Villa Clara, bien en junio, aunque sin triunfalismo

Freddy Pérez Cabrera

SANTA CLARA.— El consumo de energía eléctrica en Villa Clara de 170 MWh por debajo de lo previsto para el mes de junio, es una buena noticia, que demuestra cuánto puede hacerse en materia de ahorro cuando se juntan voluntades y existe conciencia de la situación que vive el país como consecuencia de la crisis económica mundial.

Esta cifra es importante, según Yoilin Méndez Caballero, director del uso racional de la energía en la provincia, no solo porque con ella se dejaron de consumir, en la generación, decenas de toneladas de petróleo con el consiguiente ahorro de divisas, sino porque quedó demostrado que podemos garantizar la producción y los servicios básicos en condiciones de contingencia energética.

Sin embargo, entramos en la etapa más complicada del verano, en el que hay más personas de vacaciones, lo que trae aparejado un crecimiento del consumo en el sector residencial, la temperatura aumenta y también la tentación de encender a cualquier hora los aires acondicionados, todo lo cual exige mayor rigor en la aplicación de las medidas de austeridad, porque pudiera producirse un sobreconsumo que lleve a incluir a la provincia en la lista de los incumplidores, destacó el directivo.

Para poder ajustarse a los 2 635 MWh diario, que tiene de plan el territorio en el mes de julio, es necesario laborar con el rigor con que lo hicieron las empresas del MINBAS, en especial, la Electroquímica de Sagua, o municipios como Caibarién, Quemado de Güines o Placetas, por citar algunos ejemplos, quienes supieron apretarse los cinturones ante la urgencia de la situación.

En otros centros no ocurrió igual.
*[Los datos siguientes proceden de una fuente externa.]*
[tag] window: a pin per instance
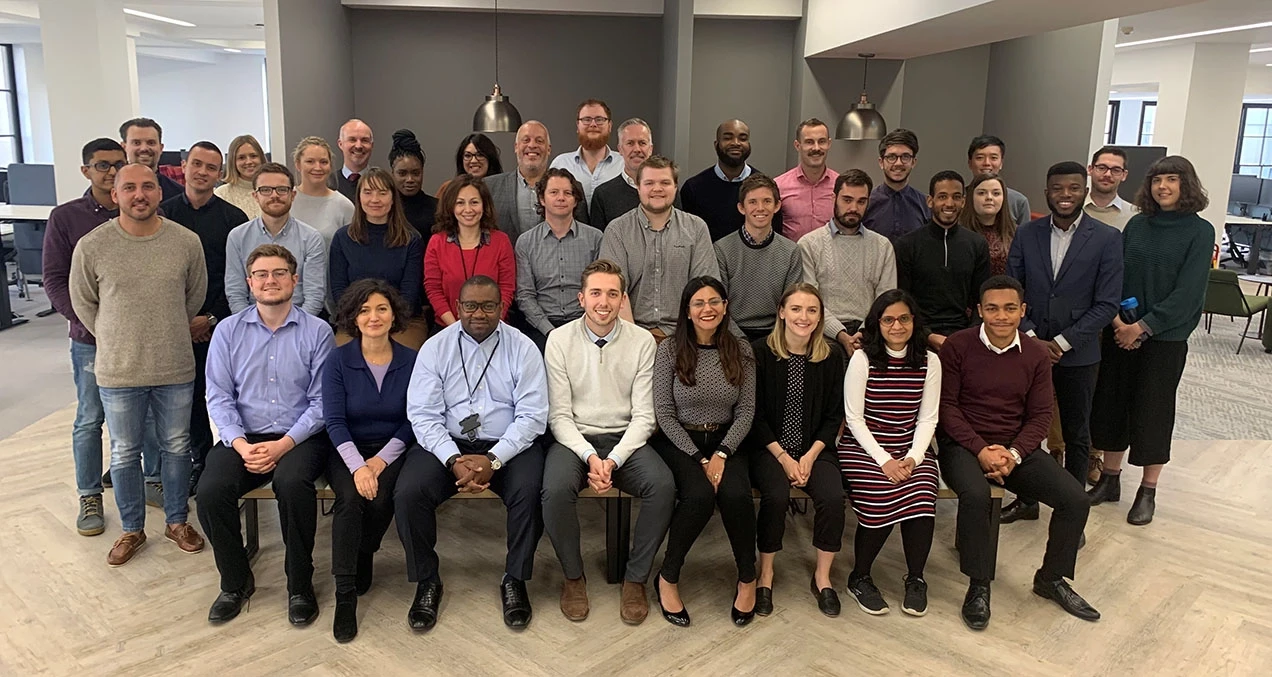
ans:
(1147, 115)
(1254, 141)
(10, 129)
La Pasteurizadora Cubanacán, el Hospital Infantil José Luis Miranda y el Coppelia de Santa Clara, por mencionar algunos, se sobregiraron en el consumo, al igual que la capital provincial.

Llama la atención que entidades como las Empresas de Productos Lácteos del territorio tuvieran el mes anterior un plan de consumo tan bajo, conociéndose de antemano la sobreproducción de leche que se acopiaría en estos meses, lo que obligó a poner en tensión todas las líneas productivas con el consiguiente incremento en el gasto eléctrico. Ello demuestra la necesidad de ser rigurosos en la planificación y tener presente hasta los mínimos detalles en aras de evitar el derroche.
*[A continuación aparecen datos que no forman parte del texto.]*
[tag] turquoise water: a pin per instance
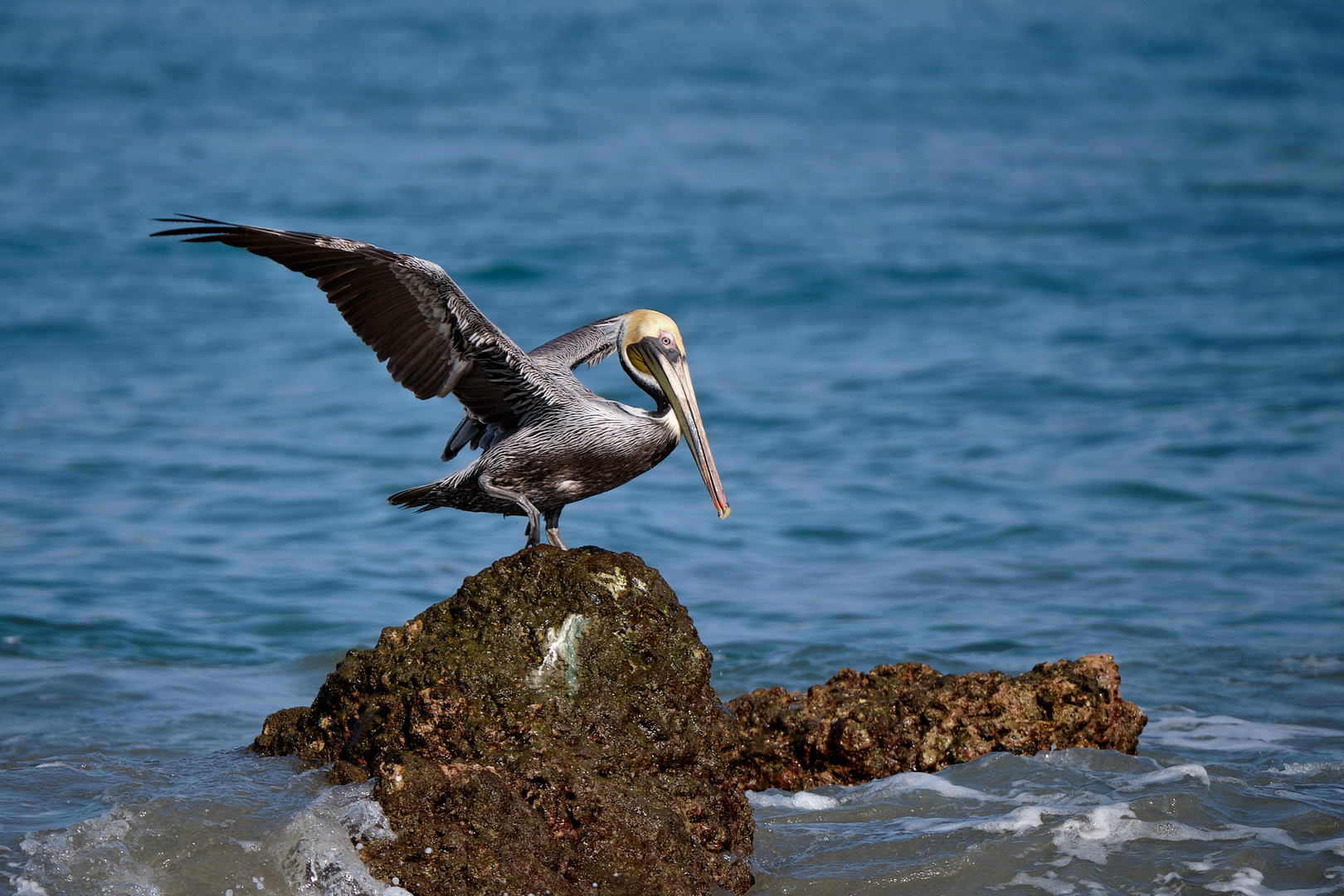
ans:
(1015, 327)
Aunque los resultados son discretos, según criterios del Consejo Energético Provincial, aún existe en la mayoría de los lugares un potencial de ahorro, en lo fundamental en la desconexión de la climatización en los horarios más apropiados, el desplazamiento de las actividades y procesos productivos fuera del llamado pico eléctrico y en el incremento de las inspecciones al sector residencial.

Solo así lograremos que este movimiento por el ahorro no sea una simple campaña y se convierta en algo cotidiano, como lo reclama la situación creada y la máxima dirección del país.